CJGeo proposed 25lb/cuft permeable cellular concrete with an approximately 10ksf compressive strength to fill the structure.

CJGeo placed the 25lb/cuft cellular concrete in daily pours up to 980CY, in single lifts up to 36 inches thick. The roof demolition debris dropped onto the top of the cellular concrete and was then buried with fill material.

The total project volume was approximately 5520CY.

Corporate HQ Stabilization

The Job

Starting immediately after construction was completed, the slab on grade floor within the cafeteria, loading dock and kitchen at a corporate headquarters building in Pittsburgh, Pennsylvania settled. Over the course of 12 years, the owner had four different grouting companies attempt to address the problem. Lime slurry injection below the slab was disruptive, and settlement always resumed shortly thereafter.

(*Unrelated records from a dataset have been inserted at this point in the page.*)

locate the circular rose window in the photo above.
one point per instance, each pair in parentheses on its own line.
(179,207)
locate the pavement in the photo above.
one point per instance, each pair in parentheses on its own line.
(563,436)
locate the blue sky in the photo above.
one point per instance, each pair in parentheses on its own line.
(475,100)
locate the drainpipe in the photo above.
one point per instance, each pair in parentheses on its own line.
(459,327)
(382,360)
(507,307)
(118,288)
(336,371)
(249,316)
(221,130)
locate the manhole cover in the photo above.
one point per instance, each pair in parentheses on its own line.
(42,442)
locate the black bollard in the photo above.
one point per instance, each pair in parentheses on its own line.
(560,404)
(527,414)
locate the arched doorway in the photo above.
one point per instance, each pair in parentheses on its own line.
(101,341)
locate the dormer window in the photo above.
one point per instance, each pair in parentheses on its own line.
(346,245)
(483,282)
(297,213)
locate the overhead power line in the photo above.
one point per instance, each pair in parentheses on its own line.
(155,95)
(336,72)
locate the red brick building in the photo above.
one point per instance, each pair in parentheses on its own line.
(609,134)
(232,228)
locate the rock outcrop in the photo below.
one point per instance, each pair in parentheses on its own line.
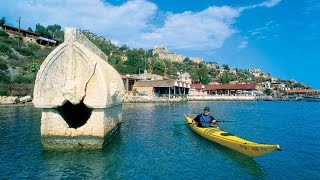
(80,93)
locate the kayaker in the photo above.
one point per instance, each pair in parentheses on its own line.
(204,119)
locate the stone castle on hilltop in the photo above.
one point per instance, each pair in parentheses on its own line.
(164,53)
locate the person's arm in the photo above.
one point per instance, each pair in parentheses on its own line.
(196,119)
(214,121)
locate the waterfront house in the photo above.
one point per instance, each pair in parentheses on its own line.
(161,88)
(302,92)
(128,82)
(222,89)
(197,90)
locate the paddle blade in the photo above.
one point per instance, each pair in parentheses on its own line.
(179,122)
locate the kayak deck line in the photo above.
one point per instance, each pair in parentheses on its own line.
(227,139)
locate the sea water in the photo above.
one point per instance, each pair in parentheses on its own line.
(149,146)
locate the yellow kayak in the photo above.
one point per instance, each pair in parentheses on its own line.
(224,138)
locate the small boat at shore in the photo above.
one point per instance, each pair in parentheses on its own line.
(231,141)
(312,98)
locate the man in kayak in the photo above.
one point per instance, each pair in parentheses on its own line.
(204,119)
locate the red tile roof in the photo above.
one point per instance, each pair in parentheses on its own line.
(225,86)
(302,91)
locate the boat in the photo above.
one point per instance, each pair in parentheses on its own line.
(312,98)
(231,141)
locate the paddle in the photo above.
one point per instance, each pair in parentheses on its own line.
(182,122)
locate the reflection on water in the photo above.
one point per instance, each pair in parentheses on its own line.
(149,146)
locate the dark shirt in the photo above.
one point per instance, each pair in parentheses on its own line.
(204,120)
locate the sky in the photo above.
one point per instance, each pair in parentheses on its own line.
(280,37)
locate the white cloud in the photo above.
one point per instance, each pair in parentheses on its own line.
(131,23)
(207,29)
(269,3)
(268,28)
(242,45)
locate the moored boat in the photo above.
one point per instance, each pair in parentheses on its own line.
(231,141)
(312,98)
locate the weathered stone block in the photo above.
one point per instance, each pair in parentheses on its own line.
(80,93)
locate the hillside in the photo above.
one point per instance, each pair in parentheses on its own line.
(19,64)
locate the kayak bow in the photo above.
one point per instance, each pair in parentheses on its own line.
(231,141)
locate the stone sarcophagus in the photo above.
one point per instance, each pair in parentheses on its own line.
(80,94)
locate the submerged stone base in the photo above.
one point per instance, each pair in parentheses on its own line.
(56,133)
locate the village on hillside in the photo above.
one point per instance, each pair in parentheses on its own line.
(222,82)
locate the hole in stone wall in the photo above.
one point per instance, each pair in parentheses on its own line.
(75,115)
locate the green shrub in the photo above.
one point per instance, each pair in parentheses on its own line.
(20,79)
(33,47)
(4,48)
(24,51)
(3,65)
(4,92)
(4,78)
(3,34)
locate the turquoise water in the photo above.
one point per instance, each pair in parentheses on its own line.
(150,147)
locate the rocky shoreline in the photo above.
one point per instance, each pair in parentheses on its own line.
(10,100)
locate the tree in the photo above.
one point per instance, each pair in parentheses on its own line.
(268,92)
(158,67)
(41,30)
(136,58)
(55,32)
(226,66)
(2,21)
(225,78)
(205,80)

Compaction grouting was performed in one area, but was so disruptive that despite the fact that it was the only method where settlement didn’t resume, the owner kicked the contractor off the site after nearly four months of not having access to their executive dining room.

The Challenge

Settlement progressed over time to be as much as four inches, affecting nearly 20,000 square feet of floor. A general contractor retained by the owner reached out to CJGeo about performing low impact grouting to address the settlement.

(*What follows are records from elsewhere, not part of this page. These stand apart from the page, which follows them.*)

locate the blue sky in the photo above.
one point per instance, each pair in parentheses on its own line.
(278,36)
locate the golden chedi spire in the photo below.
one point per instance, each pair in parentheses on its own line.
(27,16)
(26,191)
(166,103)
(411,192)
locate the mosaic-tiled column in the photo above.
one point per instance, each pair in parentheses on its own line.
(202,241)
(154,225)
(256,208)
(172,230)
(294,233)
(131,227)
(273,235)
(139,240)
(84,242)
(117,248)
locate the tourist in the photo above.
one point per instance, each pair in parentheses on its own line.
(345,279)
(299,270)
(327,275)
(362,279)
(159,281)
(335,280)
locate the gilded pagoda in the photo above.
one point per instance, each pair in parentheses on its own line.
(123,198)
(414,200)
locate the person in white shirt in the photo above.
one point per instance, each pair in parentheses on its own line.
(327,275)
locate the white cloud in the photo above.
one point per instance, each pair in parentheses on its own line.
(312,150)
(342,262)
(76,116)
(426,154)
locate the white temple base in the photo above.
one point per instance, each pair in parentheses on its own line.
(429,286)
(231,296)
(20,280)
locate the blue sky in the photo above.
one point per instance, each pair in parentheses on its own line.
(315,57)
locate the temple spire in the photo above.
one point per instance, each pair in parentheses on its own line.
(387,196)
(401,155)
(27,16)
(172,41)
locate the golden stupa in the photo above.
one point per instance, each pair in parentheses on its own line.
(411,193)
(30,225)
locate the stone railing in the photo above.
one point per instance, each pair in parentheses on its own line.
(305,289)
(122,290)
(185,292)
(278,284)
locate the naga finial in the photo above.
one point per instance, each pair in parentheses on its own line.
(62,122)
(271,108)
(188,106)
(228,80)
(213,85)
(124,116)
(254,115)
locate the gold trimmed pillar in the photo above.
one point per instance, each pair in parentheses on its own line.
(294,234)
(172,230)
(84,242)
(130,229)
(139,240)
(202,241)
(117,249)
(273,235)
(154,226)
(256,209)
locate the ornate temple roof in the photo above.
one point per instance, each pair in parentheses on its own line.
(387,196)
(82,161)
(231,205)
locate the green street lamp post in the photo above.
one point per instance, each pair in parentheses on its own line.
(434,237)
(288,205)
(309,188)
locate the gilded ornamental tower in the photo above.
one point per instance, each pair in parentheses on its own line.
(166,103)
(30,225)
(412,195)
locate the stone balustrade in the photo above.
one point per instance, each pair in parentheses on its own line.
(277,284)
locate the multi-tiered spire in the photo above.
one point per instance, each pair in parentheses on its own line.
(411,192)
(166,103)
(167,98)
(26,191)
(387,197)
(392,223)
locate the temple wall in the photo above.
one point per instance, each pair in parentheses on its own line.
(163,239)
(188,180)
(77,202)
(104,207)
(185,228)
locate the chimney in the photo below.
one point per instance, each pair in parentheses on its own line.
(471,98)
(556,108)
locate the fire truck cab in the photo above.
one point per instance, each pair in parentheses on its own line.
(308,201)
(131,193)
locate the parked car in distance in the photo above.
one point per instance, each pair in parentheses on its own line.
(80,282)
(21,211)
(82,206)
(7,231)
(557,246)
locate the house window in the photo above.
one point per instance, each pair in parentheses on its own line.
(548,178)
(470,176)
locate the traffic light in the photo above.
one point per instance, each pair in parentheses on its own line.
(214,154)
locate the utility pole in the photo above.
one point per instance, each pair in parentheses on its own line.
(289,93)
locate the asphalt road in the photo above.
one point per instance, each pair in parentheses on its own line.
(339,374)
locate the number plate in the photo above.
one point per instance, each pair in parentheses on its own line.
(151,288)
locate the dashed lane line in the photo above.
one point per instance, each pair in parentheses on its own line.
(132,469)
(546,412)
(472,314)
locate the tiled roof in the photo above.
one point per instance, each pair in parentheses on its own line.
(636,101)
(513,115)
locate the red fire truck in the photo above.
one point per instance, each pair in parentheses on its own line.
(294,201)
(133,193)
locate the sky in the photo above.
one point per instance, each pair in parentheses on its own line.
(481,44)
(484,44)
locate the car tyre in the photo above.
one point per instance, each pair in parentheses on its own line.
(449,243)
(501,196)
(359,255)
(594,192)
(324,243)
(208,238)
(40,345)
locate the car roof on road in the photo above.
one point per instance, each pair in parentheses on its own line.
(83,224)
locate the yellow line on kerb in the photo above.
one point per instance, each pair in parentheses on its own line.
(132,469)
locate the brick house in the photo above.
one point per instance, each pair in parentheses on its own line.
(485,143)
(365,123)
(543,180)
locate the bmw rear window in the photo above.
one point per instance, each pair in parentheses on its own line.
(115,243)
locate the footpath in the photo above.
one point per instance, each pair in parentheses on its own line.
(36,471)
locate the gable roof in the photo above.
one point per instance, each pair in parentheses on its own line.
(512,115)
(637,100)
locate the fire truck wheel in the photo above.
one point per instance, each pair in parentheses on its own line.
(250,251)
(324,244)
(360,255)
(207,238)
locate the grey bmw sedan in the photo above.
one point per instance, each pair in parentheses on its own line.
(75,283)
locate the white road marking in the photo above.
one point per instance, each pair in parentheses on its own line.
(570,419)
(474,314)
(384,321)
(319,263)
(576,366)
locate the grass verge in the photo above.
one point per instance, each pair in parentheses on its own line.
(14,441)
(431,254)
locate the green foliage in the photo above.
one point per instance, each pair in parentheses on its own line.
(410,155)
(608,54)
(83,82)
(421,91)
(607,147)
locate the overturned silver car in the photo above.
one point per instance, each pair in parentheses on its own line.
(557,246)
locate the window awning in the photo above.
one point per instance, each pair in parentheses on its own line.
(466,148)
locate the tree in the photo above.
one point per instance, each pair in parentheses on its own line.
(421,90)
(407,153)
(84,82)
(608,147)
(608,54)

Because settlement affected the entire kitchen, food prep, serving and majority of the dining areas, repairs had to be facilitate continuous use of the facility. Additionally, due to 24 hour staffing of the facility, noise had to be limited, and there was zero tolerance of dust.

Video inspection of the extensive gravity sanitary and floor drains below the floor revealed six defects, including a 2″ offset in a sanitary drain line for a 6 stall restroom.

The Solution

CJGeo performed 17 DCP tests to determine the depth of uncontrolled fill, which was the presumed cause of settlement. DCP testing showed pockets of WOH fill down to 35′ below finish floor, and voids ranging from 2″ to 18″ immediately below the floor.

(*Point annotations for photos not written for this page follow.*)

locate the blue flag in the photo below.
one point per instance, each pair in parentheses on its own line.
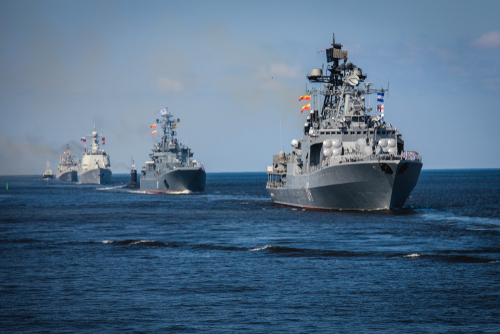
(380,97)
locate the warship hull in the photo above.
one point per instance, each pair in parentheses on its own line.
(351,186)
(179,180)
(68,176)
(94,176)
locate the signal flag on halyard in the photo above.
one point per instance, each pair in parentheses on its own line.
(306,107)
(380,97)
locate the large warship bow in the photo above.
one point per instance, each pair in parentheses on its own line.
(171,169)
(95,167)
(68,168)
(347,158)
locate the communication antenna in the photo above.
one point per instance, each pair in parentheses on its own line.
(281,138)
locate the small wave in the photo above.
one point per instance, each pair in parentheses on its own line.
(449,217)
(290,251)
(110,188)
(139,243)
(259,248)
(414,255)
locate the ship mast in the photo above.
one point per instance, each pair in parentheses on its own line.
(343,99)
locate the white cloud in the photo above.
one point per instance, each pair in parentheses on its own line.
(166,85)
(490,40)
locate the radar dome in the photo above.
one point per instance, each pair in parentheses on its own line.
(382,142)
(337,151)
(336,143)
(316,72)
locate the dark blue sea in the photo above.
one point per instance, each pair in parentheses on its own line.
(94,259)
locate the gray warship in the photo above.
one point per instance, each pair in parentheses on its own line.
(347,158)
(95,167)
(68,168)
(48,172)
(170,169)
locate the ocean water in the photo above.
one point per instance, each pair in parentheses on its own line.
(81,258)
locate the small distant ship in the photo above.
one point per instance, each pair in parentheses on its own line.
(171,170)
(48,173)
(347,159)
(95,167)
(68,168)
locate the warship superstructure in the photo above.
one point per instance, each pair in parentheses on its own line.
(48,172)
(95,167)
(68,168)
(171,169)
(347,159)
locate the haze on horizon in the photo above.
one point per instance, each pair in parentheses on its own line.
(233,71)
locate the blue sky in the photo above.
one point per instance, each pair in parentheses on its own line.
(65,65)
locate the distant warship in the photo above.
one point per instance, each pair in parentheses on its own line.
(347,159)
(68,169)
(170,169)
(95,167)
(48,172)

Over the course of 7 nights onsite, CJGeo crews installed 12,000 pounds of CJGrout 20SDB into voids immediately below the floor, and 53,000 pounds of CJGrout 35NHV61 for polyurethane compaction grouting. Compaction grouting was performed up to 35′ deep, but to an average depth of 15′ over the entire area.

All work was completed off hours. As soon as the kitchen shut down for the evening, CJGeo crews swung into action, grouting through the night until wrapping up in time for the food prep crews to get ready for breakfast at 0500.

To facilitate grouting under four walk-in freezers and refrigerators, over the course of a 24 hour shift, all cold contents were moved to reefer trailers, CJGeo grouted to 30′ under the freezers and refrigerators, which were then immediately turned back on, and then refilled.

Through careful coordination with multiple operational divisions for the owner, general contractor, flooring restoration contractors, plumbers, and remediation contractors, CJGeo successfully completed the project under budget and on time.

Bulkhead Sinkhole Grouting

The Job

With an annual throughput capacity of 48 million tons, Norfolk Southern’s Pier 6 at Lamberts Point in Norfolk, Virginia is one of the largest coal transloading facilities in the world.  As a round-the-clock facility built around precision logistics, there’s little tolerance for disruption or downtime.

The Challenge

 When two sinkholes opened up at the end of Pier 6 adjacent to the bulkhead, railroad personnel reached out to an onsite maintenance contractor.  Steel plates were installed to provide temporary protection while a long term solution could be implemented.

The Solution

CJGeo performed DCP testing at the site in order to quantify the depth of voids below the pavement adjacent to the sinkholes.  The DCP testing showed that in addition to large voids visible from the sinkholes immediately below the pavement, there were large pockets of voids down to 15’ below the surface. 

CJGeo crews then used CJGrout 35NHV61, a hydroinsensitive, NSF-certified geotechnical polyurethane to fill all voids and restore stability to the area. The grouting work took five hours onsite to install 3400 pounds of material, with zero disruption to operations.